3.Drittens sind Unternehmen mit einem hohen Loyalitätsfaktor in der Lage, die Kunden weitaus mehr zu begeistern als der Wettbewerb. Unsere Studien belegen: Selbst in leistungsschwachen Unternehmen gibt es einzelne Abteilungen, Niederlassungen, Führungskräfte oder Mitarbeiter, die Kunden begeistern. Umgekehrt ist keine Organisation perfekt. Auch in Unternehmen mit einer weit überdurchschnittlichen Kundenbindung treten immer wieder Leistungsschwankungen auf. Das gilt ganz besonders im Hinblick auf die Servicequalität. Doch was macht dann den entscheidenden Unterschied? Ganz einfach: Unternehmen mit einem hohen Loyalitätsfaktor sorgen dafür, dass Maßnahmen und Verhaltensweisen, die die Kundenbindung stärken, von allen Mitarbeitern konsequent umgesetzt werden. Der Schlüssel dazu sind die Führungskräfte. Sie müssen die Grundprinzipien der Loyalität verinnerlicht haben. Nur so können sie diese Prinzipien authentisch vorleben und an alle Mitarbeiter weitergeben.

Aber wie schaffen Sie es, die drei oben genannten Kennzeichen von Unternehmen mit einem überdurchschnittlich hohen Loyalitätsfaktor fest in Ihrer Organisation zu verankern? Dieses Buch weist Ihnen den Weg. Ob im Beruf oder im Privatleben: Wir zeigen Ihnen, wie Sie Loyalität aufbauen. Eins sollte Ihnen dabei immer bewusst sein: Sie können andere nur an die Prinzipien der Loyalität heranführen, wenn Sie selbst wirklich gut damit vertraut sind.

Auf den folgenden Seiten werden Sie sehen, dass wir dieses Buch für zwei Gruppen von Lesern geschrieben haben:

1.Dieses Buch ist für Leserinnen und Leser, die direkten Kundenkontakt haben. Arbeiten Sie in einem Call-Center, in einem Ladengeschäft oder an einem Serviceschalter? Oder sind Sie in der Finanz-, Vertriebs-, Marketing- oder IT-Abteilung tätig? Egal, was Sie tun und in welcher Branche Sie beschäftigt sind: Ihr Verhalten hat immer direkten Einfluss auf die Loyalität der Kunden. Und: Die Loyalität Ihrer Kunden ist der entscheidende Faktor für den Erfolg Ihres Unternehmens.

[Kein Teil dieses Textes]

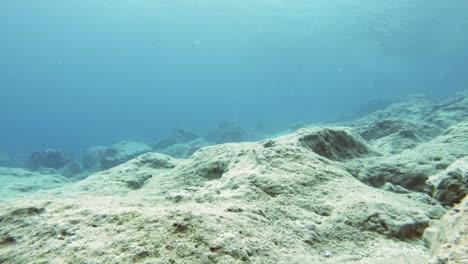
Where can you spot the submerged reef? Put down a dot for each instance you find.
(389, 187)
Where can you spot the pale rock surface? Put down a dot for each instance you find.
(16, 182)
(276, 201)
(102, 158)
(448, 239)
(185, 150)
(451, 185)
(411, 168)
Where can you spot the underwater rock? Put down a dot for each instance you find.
(451, 185)
(49, 158)
(450, 112)
(334, 143)
(305, 197)
(397, 142)
(411, 168)
(374, 104)
(448, 239)
(185, 150)
(15, 182)
(179, 136)
(132, 175)
(281, 200)
(227, 132)
(101, 158)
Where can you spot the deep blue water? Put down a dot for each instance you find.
(78, 73)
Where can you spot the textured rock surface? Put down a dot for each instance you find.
(185, 150)
(15, 182)
(451, 185)
(448, 239)
(411, 168)
(179, 136)
(305, 197)
(276, 201)
(101, 158)
(49, 158)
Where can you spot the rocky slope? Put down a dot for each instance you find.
(319, 195)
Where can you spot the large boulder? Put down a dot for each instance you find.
(185, 150)
(15, 182)
(411, 168)
(448, 238)
(227, 132)
(451, 185)
(281, 200)
(49, 158)
(179, 136)
(102, 158)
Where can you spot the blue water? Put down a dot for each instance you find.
(79, 73)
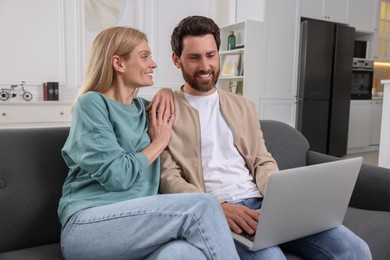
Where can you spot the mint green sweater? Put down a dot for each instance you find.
(103, 153)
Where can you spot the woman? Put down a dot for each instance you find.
(109, 208)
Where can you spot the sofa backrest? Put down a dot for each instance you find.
(32, 173)
(286, 144)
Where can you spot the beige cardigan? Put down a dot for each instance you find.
(181, 166)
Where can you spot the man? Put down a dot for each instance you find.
(217, 147)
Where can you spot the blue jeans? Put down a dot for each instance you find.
(337, 243)
(181, 226)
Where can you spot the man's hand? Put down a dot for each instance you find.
(241, 218)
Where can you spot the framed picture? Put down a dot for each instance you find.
(230, 65)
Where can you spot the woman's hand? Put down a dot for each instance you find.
(162, 102)
(161, 118)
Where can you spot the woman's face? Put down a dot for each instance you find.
(139, 67)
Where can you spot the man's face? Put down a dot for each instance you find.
(199, 62)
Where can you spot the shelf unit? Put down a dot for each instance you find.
(248, 45)
(35, 114)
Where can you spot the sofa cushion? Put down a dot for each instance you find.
(285, 143)
(31, 178)
(52, 252)
(373, 227)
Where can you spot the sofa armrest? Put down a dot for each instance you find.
(372, 188)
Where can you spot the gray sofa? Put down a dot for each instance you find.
(32, 173)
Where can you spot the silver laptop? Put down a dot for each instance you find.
(304, 201)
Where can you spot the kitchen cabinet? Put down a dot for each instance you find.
(35, 114)
(359, 124)
(248, 45)
(328, 10)
(375, 121)
(363, 15)
(279, 66)
(364, 125)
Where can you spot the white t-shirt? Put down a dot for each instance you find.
(224, 171)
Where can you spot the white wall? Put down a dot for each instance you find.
(48, 40)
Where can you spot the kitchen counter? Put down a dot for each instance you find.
(384, 148)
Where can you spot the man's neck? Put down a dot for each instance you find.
(188, 90)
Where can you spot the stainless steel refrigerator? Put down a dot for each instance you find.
(324, 85)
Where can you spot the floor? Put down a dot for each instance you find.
(369, 157)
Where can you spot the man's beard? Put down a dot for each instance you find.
(193, 81)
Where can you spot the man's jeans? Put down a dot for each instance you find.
(337, 243)
(181, 226)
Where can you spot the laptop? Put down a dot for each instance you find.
(304, 201)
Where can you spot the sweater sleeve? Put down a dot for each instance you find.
(93, 146)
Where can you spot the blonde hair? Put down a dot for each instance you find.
(119, 41)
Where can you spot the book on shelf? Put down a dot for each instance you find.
(230, 65)
(51, 91)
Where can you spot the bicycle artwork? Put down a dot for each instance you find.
(14, 91)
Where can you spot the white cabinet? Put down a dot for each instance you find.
(375, 121)
(363, 15)
(359, 124)
(328, 10)
(35, 114)
(364, 125)
(248, 41)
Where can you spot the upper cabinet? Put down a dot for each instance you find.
(363, 15)
(328, 10)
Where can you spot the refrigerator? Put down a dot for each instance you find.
(324, 85)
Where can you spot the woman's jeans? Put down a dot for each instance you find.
(336, 243)
(173, 226)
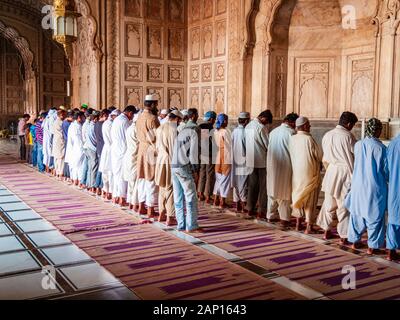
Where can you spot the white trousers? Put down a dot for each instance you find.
(148, 194)
(278, 209)
(332, 210)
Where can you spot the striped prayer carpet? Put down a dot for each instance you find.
(314, 265)
(149, 261)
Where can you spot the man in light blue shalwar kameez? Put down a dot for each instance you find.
(393, 228)
(367, 200)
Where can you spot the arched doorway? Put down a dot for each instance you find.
(18, 85)
(313, 62)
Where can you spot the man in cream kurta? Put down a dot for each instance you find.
(306, 157)
(147, 125)
(59, 143)
(118, 150)
(279, 168)
(129, 166)
(105, 161)
(166, 136)
(338, 146)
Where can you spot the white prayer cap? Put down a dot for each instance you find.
(301, 121)
(151, 97)
(116, 112)
(177, 113)
(244, 115)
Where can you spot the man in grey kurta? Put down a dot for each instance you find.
(279, 167)
(256, 160)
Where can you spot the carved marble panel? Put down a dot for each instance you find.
(155, 9)
(133, 40)
(207, 41)
(175, 98)
(194, 10)
(134, 96)
(220, 38)
(159, 92)
(219, 74)
(206, 72)
(134, 71)
(176, 11)
(176, 44)
(208, 9)
(133, 8)
(195, 44)
(194, 98)
(194, 73)
(206, 98)
(221, 7)
(176, 74)
(155, 72)
(154, 42)
(219, 99)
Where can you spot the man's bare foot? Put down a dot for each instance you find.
(150, 212)
(392, 255)
(299, 225)
(171, 221)
(328, 235)
(162, 217)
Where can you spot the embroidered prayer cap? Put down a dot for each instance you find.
(373, 125)
(301, 121)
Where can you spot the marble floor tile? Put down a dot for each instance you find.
(25, 286)
(23, 215)
(35, 225)
(67, 254)
(17, 262)
(9, 198)
(10, 243)
(88, 276)
(48, 238)
(5, 230)
(13, 206)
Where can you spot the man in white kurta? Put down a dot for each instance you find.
(59, 143)
(279, 168)
(338, 146)
(105, 162)
(74, 152)
(240, 173)
(306, 157)
(118, 150)
(129, 166)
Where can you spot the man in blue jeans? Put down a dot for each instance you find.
(39, 142)
(185, 166)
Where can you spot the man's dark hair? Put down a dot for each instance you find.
(267, 114)
(78, 114)
(348, 118)
(130, 108)
(291, 117)
(192, 112)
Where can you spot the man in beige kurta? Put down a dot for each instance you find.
(166, 137)
(338, 146)
(59, 143)
(279, 168)
(306, 157)
(147, 125)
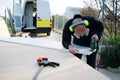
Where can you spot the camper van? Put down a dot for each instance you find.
(33, 16)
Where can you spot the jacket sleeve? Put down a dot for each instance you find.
(66, 36)
(98, 28)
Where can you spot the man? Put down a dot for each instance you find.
(80, 30)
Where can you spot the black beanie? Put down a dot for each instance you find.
(77, 16)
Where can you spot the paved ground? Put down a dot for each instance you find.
(58, 37)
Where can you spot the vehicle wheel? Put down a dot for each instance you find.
(48, 33)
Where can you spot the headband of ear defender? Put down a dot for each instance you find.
(78, 21)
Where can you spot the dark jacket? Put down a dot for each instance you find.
(95, 27)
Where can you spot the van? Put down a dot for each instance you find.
(35, 16)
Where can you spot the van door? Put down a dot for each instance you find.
(43, 14)
(17, 15)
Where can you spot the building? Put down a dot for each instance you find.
(70, 11)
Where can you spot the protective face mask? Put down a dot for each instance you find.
(81, 35)
(76, 35)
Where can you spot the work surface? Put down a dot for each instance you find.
(18, 62)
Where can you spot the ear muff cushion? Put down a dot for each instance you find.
(71, 28)
(86, 23)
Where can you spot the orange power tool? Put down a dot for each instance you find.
(44, 62)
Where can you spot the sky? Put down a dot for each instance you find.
(56, 6)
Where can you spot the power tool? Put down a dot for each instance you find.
(44, 62)
(93, 44)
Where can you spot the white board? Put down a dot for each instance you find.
(45, 43)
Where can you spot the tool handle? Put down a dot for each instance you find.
(37, 73)
(53, 64)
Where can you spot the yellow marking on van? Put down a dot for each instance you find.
(43, 23)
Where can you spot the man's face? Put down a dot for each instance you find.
(79, 30)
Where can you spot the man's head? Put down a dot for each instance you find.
(78, 27)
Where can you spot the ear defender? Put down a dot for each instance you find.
(71, 29)
(86, 23)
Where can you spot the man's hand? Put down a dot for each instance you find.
(95, 36)
(72, 49)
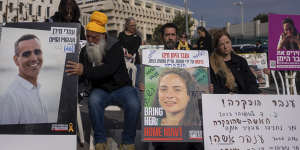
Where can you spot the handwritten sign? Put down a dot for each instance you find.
(175, 58)
(63, 38)
(251, 122)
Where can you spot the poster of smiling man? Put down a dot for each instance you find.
(174, 82)
(36, 95)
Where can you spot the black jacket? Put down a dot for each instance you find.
(109, 76)
(244, 78)
(205, 43)
(132, 44)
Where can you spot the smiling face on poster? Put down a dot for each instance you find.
(284, 42)
(32, 81)
(174, 82)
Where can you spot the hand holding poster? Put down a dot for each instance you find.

2.Dieses Buch ist für Führungskräfte. Als Führungskraft können Sie eine Unternehmenskultur schaffen, die Loyalität zuverlässig fördert. Wie das geht? Zunächst sollten Sie sich intensiv mit den hier beschriebenen Prinzipien und Verhaltensweisen beschäftigen. Es ist wichtig, dass Sie alles verstehen und verinnerlichen. Anschließend sollten Sie dafür sorgen, dass alle in Ihrem Unternehmen die Prinzipien und Verhaltensweisen, die Loyalität schaffen, konsequent und gewissenhaft umsetzen. Dazu finden Sie in diesem Buch elf Anleitungen für Teamrunden – so genannte »Huddles«. Die elf Huddles sind ein bewährtes Instrument, um die Kundenloyalität zu steigern. Mithilfe der Huddles können Sie Ihren Mitarbeitern die Fähigkeiten und Werkzeuge zum Aufbau von Loyalität anschaulich und in kurzer Zeit vermitteln.

Ob geschäftlich oder privat: Die hier vorgestellten Prinzipien helfen Ihnen, ein besseres Gespür dafür zu bekommen, wie Sie in anderen Loyalität wecken. Schritt für Schritt lernen Sie, wie Sie ein Unternehmen aufbauen, das die Kundenbindung kontinuierlich verbessert.

Wichtiger Hinweis der Autoren

Darüber, wie wichtig es ist, »loyale« Kunden zu gewinnen und ihre »Loyalität« zu hegen und zu pflegen, wurde schon viel geschrieben. Warum also dieses Buch? Was ist anders? Für uns ist der Unterschied klar: Unser Buch beschäftigt sich nicht nur theoretisch mit den Vorteilen eines loyalen Kundenstamms. Im Gegenteil: Hier dreht sich alles um die Praxis. Das Buch gibt Ihnen bewährte Werkzeuge an die Hand, mit denen Sie bei Ihren Kunden eine enge Bindung an Ihr Unternehmen aufbauen können. Dabei geht es um eine starke, emotionale Verbundenheit, die auf einem positiv erlebten menschlichen Miteinander basiert.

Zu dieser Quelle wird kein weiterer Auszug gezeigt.